Content based spam filters generally assign points to certain "violations" in your email. Once your email's "spam score" exceeds a certain threshold, your email is tagged as spam.
- Avoid words and phrases like, "FREE!", "LIMITED TIME ONLY", or "ACT NOW"
- Talking about large sums of money ("We met our sales goal of $2,500,000 this year"), might score you some spam points.
- Avoid using colors in your fonts too much. Red text and red links seem to make the spam filters angry, especially if you also make them large.

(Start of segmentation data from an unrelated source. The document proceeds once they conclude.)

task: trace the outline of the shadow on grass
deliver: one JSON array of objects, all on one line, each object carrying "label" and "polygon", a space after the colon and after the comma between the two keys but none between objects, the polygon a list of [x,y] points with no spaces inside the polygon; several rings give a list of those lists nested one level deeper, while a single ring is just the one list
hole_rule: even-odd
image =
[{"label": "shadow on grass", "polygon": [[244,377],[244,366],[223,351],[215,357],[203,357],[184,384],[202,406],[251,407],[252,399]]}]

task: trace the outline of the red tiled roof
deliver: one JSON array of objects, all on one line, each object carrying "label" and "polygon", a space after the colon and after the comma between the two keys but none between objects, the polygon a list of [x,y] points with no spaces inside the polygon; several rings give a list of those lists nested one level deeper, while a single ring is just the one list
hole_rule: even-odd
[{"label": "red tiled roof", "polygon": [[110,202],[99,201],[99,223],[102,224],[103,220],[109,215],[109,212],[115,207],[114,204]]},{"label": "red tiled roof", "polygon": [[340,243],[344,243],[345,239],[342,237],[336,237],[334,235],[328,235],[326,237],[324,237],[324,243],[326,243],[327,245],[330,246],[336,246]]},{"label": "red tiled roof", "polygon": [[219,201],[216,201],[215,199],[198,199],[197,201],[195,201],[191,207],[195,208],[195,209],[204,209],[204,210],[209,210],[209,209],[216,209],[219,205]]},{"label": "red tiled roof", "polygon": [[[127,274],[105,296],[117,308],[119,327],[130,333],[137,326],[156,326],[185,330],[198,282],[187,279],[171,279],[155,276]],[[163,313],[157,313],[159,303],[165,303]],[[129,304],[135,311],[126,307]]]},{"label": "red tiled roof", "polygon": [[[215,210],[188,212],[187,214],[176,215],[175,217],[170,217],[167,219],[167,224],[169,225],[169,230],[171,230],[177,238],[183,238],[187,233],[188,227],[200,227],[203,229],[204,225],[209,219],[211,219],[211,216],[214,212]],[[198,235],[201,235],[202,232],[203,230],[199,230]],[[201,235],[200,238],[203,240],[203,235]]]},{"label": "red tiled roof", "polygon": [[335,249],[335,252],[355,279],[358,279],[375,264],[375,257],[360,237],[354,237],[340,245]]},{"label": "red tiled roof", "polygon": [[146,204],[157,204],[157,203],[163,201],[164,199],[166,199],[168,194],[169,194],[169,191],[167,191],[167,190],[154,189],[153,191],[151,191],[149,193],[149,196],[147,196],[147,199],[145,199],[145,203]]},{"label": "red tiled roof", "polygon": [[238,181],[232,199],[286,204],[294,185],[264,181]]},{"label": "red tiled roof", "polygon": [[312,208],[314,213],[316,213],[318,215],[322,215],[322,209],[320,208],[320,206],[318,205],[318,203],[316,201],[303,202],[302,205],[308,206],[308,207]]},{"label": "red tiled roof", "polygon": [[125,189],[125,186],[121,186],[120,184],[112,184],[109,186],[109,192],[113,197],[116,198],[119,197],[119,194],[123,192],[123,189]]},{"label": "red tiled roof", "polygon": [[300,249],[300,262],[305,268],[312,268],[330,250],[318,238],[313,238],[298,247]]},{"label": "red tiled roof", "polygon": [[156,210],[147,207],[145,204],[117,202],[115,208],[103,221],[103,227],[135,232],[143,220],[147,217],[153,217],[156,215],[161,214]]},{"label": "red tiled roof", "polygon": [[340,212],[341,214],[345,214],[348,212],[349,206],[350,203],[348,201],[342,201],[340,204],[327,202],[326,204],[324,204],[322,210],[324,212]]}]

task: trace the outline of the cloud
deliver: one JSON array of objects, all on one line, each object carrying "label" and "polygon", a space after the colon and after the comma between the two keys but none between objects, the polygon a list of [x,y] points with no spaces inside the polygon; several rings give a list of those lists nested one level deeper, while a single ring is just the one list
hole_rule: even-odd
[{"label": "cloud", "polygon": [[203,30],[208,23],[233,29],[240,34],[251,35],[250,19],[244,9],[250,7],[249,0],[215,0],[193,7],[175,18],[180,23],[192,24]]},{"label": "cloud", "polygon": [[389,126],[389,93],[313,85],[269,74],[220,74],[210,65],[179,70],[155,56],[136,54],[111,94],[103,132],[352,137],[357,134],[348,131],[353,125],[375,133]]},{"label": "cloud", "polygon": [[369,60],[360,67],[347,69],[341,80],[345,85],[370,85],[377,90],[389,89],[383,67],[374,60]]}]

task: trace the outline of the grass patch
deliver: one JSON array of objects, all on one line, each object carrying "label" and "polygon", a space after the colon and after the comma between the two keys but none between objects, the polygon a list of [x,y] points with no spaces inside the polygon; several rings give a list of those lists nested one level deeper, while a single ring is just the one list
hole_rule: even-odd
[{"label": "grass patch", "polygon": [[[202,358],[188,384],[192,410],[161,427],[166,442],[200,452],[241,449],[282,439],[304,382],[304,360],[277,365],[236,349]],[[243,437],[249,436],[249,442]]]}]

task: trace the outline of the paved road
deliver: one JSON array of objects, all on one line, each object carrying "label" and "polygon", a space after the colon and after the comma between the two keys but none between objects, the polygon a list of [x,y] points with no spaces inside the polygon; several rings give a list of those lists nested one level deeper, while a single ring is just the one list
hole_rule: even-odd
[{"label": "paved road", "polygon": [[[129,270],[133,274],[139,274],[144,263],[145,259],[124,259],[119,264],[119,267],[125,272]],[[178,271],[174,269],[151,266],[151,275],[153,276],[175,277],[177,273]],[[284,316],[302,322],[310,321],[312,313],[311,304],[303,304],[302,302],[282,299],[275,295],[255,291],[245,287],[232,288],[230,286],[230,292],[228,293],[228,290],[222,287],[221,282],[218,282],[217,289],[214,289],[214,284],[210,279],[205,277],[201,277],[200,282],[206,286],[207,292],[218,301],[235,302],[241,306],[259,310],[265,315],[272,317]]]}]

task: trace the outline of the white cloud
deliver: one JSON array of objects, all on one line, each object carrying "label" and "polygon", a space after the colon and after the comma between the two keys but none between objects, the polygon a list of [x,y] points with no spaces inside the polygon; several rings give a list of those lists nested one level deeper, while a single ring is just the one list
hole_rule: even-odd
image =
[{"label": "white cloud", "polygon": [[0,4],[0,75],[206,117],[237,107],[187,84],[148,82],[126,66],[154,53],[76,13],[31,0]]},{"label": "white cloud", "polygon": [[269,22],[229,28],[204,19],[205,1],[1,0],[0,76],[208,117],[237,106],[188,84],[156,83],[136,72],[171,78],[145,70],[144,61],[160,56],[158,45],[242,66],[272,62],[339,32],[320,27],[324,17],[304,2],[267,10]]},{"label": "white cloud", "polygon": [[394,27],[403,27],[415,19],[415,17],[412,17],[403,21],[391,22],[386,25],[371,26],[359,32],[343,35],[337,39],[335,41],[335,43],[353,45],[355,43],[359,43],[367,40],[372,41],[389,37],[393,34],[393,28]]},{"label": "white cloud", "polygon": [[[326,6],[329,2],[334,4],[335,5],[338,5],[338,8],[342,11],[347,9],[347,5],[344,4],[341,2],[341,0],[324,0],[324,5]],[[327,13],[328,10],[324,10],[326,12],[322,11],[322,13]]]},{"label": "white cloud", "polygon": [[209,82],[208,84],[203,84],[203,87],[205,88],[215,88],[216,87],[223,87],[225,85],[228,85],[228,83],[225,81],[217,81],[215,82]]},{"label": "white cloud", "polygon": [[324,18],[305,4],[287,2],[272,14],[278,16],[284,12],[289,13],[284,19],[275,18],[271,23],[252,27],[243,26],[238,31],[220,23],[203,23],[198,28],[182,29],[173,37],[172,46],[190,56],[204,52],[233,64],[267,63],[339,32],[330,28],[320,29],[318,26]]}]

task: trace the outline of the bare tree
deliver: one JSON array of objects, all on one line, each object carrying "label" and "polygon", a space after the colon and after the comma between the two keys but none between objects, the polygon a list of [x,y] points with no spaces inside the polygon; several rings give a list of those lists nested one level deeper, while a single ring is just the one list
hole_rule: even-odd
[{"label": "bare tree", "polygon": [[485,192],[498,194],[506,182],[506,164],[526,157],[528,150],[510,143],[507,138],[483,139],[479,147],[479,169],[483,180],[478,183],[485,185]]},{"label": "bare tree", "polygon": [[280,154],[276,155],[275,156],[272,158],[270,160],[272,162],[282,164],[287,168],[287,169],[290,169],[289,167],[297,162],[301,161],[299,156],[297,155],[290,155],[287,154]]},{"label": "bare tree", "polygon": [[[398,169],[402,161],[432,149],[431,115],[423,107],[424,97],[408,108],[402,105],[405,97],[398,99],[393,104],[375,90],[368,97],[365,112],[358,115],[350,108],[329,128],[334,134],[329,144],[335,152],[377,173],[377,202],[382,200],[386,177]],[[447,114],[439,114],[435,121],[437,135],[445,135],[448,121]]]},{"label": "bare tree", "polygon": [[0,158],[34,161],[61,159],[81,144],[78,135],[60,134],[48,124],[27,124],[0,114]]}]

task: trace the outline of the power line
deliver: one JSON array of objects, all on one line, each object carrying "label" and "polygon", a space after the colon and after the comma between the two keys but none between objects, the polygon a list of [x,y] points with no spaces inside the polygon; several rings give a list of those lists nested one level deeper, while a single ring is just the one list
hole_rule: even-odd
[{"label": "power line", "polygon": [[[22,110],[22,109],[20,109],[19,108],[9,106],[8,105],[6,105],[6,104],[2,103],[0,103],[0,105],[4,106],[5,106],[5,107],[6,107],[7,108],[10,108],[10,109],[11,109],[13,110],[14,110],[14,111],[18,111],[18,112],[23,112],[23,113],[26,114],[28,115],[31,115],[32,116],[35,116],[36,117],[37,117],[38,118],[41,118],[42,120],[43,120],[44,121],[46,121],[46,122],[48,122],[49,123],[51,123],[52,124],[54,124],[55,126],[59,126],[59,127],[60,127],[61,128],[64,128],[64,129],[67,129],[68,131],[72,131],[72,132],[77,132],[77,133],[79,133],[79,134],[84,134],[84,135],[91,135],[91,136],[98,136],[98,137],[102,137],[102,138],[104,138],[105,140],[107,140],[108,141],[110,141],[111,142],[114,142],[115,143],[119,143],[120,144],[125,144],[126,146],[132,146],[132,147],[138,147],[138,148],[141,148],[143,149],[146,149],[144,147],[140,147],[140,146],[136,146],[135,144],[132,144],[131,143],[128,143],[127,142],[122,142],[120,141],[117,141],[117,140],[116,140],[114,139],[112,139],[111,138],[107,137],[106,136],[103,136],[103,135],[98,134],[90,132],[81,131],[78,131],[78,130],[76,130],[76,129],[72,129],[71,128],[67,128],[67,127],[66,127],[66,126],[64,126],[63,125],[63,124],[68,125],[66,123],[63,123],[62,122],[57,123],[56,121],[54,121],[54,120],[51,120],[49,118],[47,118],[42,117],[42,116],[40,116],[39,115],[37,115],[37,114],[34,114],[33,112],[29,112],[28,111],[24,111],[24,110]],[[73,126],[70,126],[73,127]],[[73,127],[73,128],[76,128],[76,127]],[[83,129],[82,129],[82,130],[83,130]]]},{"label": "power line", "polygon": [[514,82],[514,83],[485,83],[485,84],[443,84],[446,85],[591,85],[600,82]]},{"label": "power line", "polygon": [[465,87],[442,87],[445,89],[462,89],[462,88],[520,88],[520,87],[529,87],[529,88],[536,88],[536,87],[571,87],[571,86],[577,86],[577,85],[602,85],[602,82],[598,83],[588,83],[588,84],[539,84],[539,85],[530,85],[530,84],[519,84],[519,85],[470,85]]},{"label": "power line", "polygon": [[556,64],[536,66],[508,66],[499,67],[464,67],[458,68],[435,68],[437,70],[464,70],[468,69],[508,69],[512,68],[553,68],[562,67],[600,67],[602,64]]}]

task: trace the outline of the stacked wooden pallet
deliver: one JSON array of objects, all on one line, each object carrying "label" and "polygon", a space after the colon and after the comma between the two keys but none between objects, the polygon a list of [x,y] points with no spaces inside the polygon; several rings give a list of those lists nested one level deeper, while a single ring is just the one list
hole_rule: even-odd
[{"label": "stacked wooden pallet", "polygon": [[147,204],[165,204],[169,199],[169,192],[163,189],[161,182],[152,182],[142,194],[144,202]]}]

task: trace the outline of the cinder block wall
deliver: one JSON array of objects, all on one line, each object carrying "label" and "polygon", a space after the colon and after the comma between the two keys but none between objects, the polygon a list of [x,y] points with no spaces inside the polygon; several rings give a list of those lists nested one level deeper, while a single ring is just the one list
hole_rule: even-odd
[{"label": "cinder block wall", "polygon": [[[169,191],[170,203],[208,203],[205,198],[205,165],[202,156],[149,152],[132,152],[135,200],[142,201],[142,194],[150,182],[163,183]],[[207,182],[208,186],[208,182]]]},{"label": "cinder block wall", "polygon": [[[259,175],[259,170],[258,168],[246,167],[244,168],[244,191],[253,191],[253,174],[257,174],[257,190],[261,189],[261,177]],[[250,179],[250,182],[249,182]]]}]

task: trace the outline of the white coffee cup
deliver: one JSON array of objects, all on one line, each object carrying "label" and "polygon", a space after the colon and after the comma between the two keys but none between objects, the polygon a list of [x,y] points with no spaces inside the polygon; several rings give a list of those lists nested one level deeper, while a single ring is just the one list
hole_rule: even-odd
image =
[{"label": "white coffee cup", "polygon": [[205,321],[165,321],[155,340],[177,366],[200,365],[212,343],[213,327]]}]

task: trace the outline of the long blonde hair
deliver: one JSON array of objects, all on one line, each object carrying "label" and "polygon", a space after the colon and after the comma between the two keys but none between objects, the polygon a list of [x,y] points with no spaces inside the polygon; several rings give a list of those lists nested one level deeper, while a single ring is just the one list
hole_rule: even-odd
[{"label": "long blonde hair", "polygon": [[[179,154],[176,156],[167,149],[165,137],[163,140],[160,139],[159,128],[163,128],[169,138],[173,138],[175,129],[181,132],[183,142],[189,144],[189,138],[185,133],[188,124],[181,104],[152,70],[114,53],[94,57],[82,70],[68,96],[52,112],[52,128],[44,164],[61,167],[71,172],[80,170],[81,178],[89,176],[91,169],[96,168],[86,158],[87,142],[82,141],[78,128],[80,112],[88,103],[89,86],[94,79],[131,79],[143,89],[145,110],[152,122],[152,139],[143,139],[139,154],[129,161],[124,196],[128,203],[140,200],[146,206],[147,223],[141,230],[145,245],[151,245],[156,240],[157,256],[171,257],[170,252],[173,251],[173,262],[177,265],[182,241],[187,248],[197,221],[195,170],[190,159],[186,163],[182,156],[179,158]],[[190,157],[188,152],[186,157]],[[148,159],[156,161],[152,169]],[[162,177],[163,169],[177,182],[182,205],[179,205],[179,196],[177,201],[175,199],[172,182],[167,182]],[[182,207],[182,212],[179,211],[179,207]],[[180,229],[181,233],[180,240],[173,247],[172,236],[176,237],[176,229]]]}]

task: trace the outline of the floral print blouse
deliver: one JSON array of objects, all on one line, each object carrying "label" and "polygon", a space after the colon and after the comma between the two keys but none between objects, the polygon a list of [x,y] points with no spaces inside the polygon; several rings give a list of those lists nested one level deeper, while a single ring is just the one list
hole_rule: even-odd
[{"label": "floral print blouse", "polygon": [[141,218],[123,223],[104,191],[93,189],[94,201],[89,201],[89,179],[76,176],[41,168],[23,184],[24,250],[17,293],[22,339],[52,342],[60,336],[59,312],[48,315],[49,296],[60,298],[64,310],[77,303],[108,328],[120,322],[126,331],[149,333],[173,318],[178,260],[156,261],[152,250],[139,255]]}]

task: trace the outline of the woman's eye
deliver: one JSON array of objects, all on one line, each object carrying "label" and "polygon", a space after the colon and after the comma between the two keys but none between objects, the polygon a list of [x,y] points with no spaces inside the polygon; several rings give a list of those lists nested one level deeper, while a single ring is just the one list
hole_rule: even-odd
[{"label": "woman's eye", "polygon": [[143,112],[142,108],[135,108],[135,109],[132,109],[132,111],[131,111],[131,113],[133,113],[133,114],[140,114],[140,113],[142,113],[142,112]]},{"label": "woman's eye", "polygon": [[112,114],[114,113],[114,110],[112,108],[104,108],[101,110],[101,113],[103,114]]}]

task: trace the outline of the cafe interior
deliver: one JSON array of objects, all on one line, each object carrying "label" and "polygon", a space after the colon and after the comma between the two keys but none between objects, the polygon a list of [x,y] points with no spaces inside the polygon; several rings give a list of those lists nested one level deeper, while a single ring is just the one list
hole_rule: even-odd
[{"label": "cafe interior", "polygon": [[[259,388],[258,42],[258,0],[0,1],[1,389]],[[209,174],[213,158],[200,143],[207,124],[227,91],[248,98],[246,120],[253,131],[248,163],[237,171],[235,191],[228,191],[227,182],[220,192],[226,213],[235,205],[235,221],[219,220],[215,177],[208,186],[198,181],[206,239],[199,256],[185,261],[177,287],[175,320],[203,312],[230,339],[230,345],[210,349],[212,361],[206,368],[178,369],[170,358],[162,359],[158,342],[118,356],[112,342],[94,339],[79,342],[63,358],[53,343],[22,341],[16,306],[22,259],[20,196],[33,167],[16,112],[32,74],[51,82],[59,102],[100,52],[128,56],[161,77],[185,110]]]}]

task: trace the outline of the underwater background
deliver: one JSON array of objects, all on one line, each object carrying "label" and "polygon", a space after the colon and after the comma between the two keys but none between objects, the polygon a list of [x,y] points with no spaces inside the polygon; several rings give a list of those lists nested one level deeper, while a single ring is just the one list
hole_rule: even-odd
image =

- DON'T USE ALL CAPS---yelling looks like spam
- Always have a good balance of HTML and Plain-text. Just having one or the other seems to look spammy to some filters
- Try not to link to IP addresses---instead, point to domain names
- Be short and sweet with your opt-out instructions. Going on and on about the legality of your email, or how to "be removed from future mailings by clicking reply and typing remove in the subject line" looks spammy. If possible, use a one-click opt-out method, or link to an online form.
Over the last few months, we've observed some of our users accidentally getting "false-positives" from the spam filters. Here are some interesting ones...
- One user sells industrial equipment to B2B clients, with pretty high price tags. All of the "$1,500,000" values in the content set off the filters
- Similar situation with another user that sells private jets---large money numbers apparently look like financial scams
- One user sent an HTML only email to his customers, with no plain-text alternative. It was a holiday e-greeting, and the message had no copy in it---just a big animated graphic.
- Another user apparently used Microsoft FrontPage (yes, he was penalized for that) to build his HTML email e-vite, which consisted of nothing but gigantic text, with every sentence in a different color.
- A pharmaceutical corporation sent an internal campaign to its employees that got flagged as spam, because they mentioned pending approval of their new impotence drug (Cialis, Vioxx, Viagra spam, anyone?)
- A non-profit that helps students in foreign countries come to school in America, put the words "young" and "adult" and "teen" a few too many times in their content.
Just be careful with your content---some of the most innocent words can result in your email getting tagged as spam. Here's an example of what Spam Assassin, one of the most popular open-source anti-spam systems, reports when it tags something as spam...
Sherpa's What's Working in Email Stats
Neat little 17-page PDF from Marketing Sherpa. It's a teaser for their big 200+ page e-Book, which we own, and have found very useful. This quick PDF has a few of the interesting charts from the book, like:
- Open rates by industry
- What are marketers planning for 2005?
- What email variables do B-2-B marketers test?